Mycobacteria including Mycobacteria tuberculosis (Mtb) contain a multi-gene family, named the PE/PPE family. Mycobacterial strains contain about 165 genes, consisting of two major subfamilies the PE (containing the PE_PGRS group) and PPE, of which many of the constituents are very homologous (>50%). Since their discovery, scientists speculated about the role the members in this family might play in Mtb pathogenesis, immunity, evolution, and antigenic variation. Brennan et al. [1] in Issue 6 of Infection and Immunity, summarizes what is known about PE/PPEs with a particular focus on how they could be used in new TB vaccines. In fact, two TB vaccines presently being studied in clinical trials, GSK’s M72 and IDRI’s ID93, each contain a PPE protein. Another TB vaccine, the live Mtb mutant strain MtbΔPPE/ PE25-PE19 developed by the laboratories at the University of Pisa and Institute Pasteur, is a mutant which is missing two PEs and three PPEs, is under preclinical development. Evidence indicates that this vaccine is safe and is protective due to cross reactivity among the PE and PPEs in animal models for TB.

Numerous investigations over the past decade have demonstrated that certain representatives of this family display a variety of characteristics. They are found at the bacterial cell surface, can act as chaperones carrying proteins to the surface, interact with mitochondria leading to necrosis of cells and bind to immunologically active receptors like TLR2. The multiple PE/PPE genes have evolved along with the ESX regions of mycobacteria and are often associated with ESX regions including ESX5 of Mtb.
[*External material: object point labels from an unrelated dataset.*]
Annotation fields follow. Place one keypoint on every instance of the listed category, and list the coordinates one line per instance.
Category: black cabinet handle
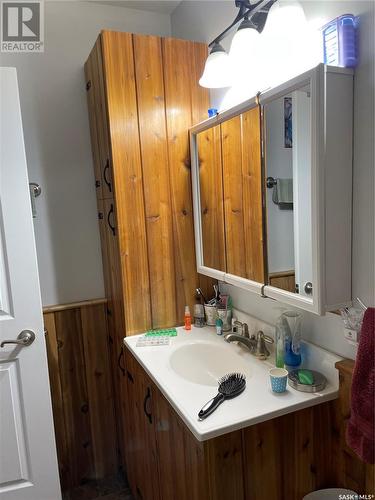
(130, 376)
(120, 356)
(111, 212)
(106, 168)
(147, 397)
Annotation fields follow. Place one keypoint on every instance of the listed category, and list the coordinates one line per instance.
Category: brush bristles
(232, 376)
(231, 383)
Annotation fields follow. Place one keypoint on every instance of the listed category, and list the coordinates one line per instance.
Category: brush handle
(211, 406)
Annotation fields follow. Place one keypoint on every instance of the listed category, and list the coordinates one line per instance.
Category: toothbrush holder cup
(278, 378)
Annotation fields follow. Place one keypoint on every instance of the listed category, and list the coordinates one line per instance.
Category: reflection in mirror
(211, 198)
(288, 198)
(230, 183)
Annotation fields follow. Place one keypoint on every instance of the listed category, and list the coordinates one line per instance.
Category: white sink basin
(205, 363)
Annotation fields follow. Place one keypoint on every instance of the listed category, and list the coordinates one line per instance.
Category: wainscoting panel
(81, 389)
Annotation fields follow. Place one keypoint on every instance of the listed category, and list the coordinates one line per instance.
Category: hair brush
(230, 386)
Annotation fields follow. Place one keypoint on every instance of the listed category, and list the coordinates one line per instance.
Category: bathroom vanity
(247, 449)
(272, 188)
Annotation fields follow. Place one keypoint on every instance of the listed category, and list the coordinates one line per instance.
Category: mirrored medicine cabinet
(272, 187)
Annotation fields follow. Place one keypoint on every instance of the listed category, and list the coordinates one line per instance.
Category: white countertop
(256, 404)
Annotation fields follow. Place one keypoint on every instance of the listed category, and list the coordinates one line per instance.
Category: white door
(28, 464)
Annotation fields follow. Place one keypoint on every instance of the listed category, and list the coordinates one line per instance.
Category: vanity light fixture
(217, 71)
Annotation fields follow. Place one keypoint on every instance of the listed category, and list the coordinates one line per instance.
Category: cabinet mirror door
(288, 160)
(242, 180)
(211, 198)
(227, 184)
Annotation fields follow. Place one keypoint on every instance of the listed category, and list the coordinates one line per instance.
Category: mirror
(287, 139)
(230, 196)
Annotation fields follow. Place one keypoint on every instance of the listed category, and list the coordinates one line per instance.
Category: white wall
(203, 21)
(56, 129)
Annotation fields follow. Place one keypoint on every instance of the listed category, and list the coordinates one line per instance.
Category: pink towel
(361, 426)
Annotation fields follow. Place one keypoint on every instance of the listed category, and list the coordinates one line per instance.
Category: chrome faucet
(256, 343)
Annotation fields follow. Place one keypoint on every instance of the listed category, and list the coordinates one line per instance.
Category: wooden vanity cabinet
(281, 459)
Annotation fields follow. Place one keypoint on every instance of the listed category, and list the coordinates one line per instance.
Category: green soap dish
(305, 377)
(165, 332)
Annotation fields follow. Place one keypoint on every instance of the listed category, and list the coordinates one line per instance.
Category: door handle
(25, 338)
(112, 227)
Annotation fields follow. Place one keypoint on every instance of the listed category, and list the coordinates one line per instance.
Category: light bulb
(216, 72)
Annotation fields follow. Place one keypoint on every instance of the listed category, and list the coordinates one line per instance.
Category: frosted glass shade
(216, 72)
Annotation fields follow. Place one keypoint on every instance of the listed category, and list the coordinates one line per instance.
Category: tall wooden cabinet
(143, 95)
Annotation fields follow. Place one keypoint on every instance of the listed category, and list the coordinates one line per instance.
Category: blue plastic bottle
(340, 41)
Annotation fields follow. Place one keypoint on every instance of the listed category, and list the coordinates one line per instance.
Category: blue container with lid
(340, 41)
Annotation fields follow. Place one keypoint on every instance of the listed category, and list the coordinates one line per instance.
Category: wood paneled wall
(81, 390)
(152, 97)
(242, 179)
(350, 471)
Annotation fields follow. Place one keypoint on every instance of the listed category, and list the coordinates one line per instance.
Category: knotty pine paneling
(212, 198)
(156, 183)
(121, 100)
(81, 391)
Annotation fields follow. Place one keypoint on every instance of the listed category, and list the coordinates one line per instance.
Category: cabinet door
(102, 121)
(141, 458)
(181, 458)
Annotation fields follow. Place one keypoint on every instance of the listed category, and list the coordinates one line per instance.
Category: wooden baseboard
(82, 391)
(74, 305)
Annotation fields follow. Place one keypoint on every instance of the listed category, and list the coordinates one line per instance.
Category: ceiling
(163, 6)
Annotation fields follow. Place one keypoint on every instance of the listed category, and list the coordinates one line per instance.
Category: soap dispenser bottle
(280, 343)
(291, 322)
(187, 318)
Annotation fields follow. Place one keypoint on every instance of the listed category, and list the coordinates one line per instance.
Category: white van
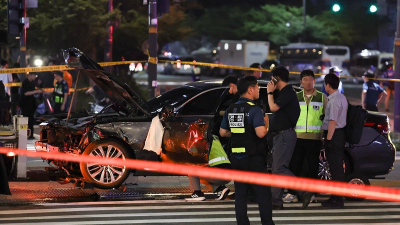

Very recently, Camassa et al. [2], have shown that Mtb knock-out mutant of PE_PGRS33 (in Mtb strain H37Rv) acts like a persistor mutant, being more virulent over time than the parental/wildtype in the murine model. It is very unusual for an attenuated mutant to be more virulent in an animal model of the disease and the studies indicate that (1) the Mtb is mostly extracellular in the lung and (2) the mutant is associated with chronic TB disease, not early infection. Together with the additional evidence that truncations of PE_PGRS33 may be associated with the absence of caseous necrosis and with the amplified transmission of Mtb, this points to the significance of PE_PGRS33 and other representatives of this multigene family.

In summary, the variety of important functions assigned to PE/ PPEs suggests that they should be included in a new TB vaccine. The PE/PPEs can elicit strong TH1 and also humoral immune responses and some have already been shown to be protective in preclinical studies. Immunological cross reactivity is an important feature of the numerous PE/PPEs. Success in the future rests with scientists, who are fearless enough to investigate and explore the PE/PPEs of mycobacteria.